Each year, millions of dollars flow from private companies to Pittsburgh's Bureau of Police to pay officers who work private security details arranged through the bureau's Special Events Office.
But scour the city's budget and annual financial report and you won't find a line item with the $7 million or so in payments, nor a record of the nearly $800,000 in city surcharges to businesses that employ police officers through the Special Events Office.
There is rough accounting of that money elsewhere -- on city ledgers that record "negative expenditures" and in the bureau -- but the picture of how that money moved from businesses, through the city and into officers' paychecks is disjointed and incomplete.
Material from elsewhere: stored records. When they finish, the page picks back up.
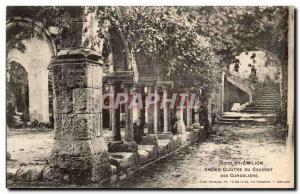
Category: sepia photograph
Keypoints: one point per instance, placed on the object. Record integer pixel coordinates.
(150, 97)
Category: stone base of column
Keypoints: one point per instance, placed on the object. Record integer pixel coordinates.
(165, 135)
(149, 139)
(79, 170)
(122, 146)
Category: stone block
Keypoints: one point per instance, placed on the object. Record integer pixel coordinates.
(149, 139)
(113, 179)
(101, 172)
(113, 169)
(87, 100)
(196, 125)
(64, 101)
(151, 149)
(120, 146)
(165, 136)
(122, 160)
(163, 146)
(94, 74)
(143, 156)
(77, 126)
(30, 173)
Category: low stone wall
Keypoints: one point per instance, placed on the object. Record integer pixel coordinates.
(123, 164)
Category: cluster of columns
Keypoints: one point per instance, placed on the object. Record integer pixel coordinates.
(157, 118)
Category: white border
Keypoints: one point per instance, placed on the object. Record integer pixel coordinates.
(4, 3)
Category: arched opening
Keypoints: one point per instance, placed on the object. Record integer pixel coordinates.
(17, 92)
(31, 46)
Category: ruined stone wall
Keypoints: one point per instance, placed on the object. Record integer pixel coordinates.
(35, 59)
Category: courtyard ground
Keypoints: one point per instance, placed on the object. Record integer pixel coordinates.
(204, 165)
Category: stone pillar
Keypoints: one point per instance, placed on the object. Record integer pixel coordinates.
(222, 91)
(129, 119)
(196, 111)
(180, 122)
(209, 112)
(166, 111)
(188, 112)
(155, 115)
(115, 116)
(79, 152)
(150, 114)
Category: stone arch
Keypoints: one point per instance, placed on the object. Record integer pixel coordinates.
(119, 50)
(36, 26)
(35, 60)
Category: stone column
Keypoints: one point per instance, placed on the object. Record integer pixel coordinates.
(150, 114)
(155, 115)
(180, 122)
(115, 116)
(222, 91)
(166, 111)
(129, 119)
(188, 112)
(196, 111)
(79, 152)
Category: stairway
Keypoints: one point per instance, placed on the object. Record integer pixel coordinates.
(266, 100)
(263, 108)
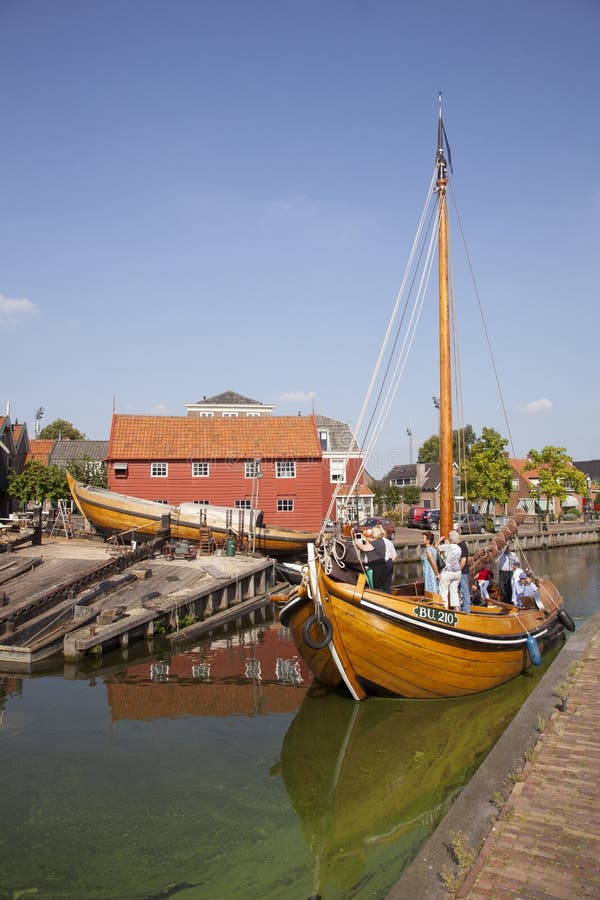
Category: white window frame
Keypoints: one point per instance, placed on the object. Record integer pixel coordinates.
(337, 470)
(285, 468)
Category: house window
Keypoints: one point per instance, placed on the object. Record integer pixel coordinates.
(202, 672)
(285, 468)
(337, 470)
(324, 439)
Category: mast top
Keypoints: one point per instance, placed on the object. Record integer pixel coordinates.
(440, 159)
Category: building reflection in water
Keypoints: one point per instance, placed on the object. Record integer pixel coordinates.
(255, 672)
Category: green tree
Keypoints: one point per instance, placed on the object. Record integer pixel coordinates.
(60, 429)
(487, 474)
(429, 451)
(392, 497)
(89, 472)
(38, 482)
(555, 472)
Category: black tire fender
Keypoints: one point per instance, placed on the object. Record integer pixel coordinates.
(566, 620)
(327, 632)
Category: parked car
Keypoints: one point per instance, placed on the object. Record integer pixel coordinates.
(414, 515)
(471, 523)
(388, 524)
(430, 520)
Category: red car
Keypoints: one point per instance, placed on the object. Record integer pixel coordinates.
(388, 524)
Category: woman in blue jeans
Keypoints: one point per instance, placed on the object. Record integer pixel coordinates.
(450, 574)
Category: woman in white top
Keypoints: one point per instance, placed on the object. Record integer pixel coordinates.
(450, 574)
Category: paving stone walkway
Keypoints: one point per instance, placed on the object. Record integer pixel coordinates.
(546, 841)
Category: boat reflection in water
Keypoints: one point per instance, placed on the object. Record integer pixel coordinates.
(213, 679)
(364, 776)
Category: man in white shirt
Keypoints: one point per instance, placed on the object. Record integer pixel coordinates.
(507, 562)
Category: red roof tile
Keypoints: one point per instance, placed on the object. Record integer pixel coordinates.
(186, 437)
(40, 451)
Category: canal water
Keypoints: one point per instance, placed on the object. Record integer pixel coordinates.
(220, 772)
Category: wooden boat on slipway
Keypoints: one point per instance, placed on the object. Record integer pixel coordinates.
(112, 513)
(406, 643)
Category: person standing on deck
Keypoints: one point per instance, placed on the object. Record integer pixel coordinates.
(463, 587)
(429, 562)
(507, 561)
(390, 555)
(450, 574)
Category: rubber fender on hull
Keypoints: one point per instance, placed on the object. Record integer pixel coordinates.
(325, 624)
(534, 650)
(566, 620)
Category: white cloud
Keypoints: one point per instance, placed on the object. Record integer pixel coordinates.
(11, 310)
(297, 397)
(537, 406)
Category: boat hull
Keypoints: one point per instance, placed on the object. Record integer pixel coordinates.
(112, 513)
(412, 647)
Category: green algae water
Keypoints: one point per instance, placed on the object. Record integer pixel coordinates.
(220, 772)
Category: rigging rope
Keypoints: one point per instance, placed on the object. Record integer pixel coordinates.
(485, 329)
(417, 306)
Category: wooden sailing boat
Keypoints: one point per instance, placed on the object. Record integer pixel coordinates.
(111, 513)
(405, 642)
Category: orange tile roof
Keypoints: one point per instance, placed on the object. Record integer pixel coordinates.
(521, 464)
(40, 450)
(186, 437)
(361, 490)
That flow of money -- from dozens of bars, restaurants, construction companies and other businesses -- to the bureau and to the city's coffers is now under scrutiny as the FBI and Internal Revenue Service probe the allegations that funds from the Special Events Office were misappropriated. Federal investigators have visited the police bureau's North Side headquarters and the Greater Pittsburgh Police Credit Union in the West End, where city money has been deposited in accounts not authorized for such funds.
The lack of oversight means that money meant to be handled by the Special Events Office could be diverted before it makes it to the city, and that co-mingling of overtime pay and city surcharge money once it hits city coffers could make such diversions harder to catch.
PG graphic: How the money flows
(Click image for larger version)
City controller Michael Lamb said he would audit the Special Events Office after he learned the city's accounting did not segregate surcharge revenue from money due to officers.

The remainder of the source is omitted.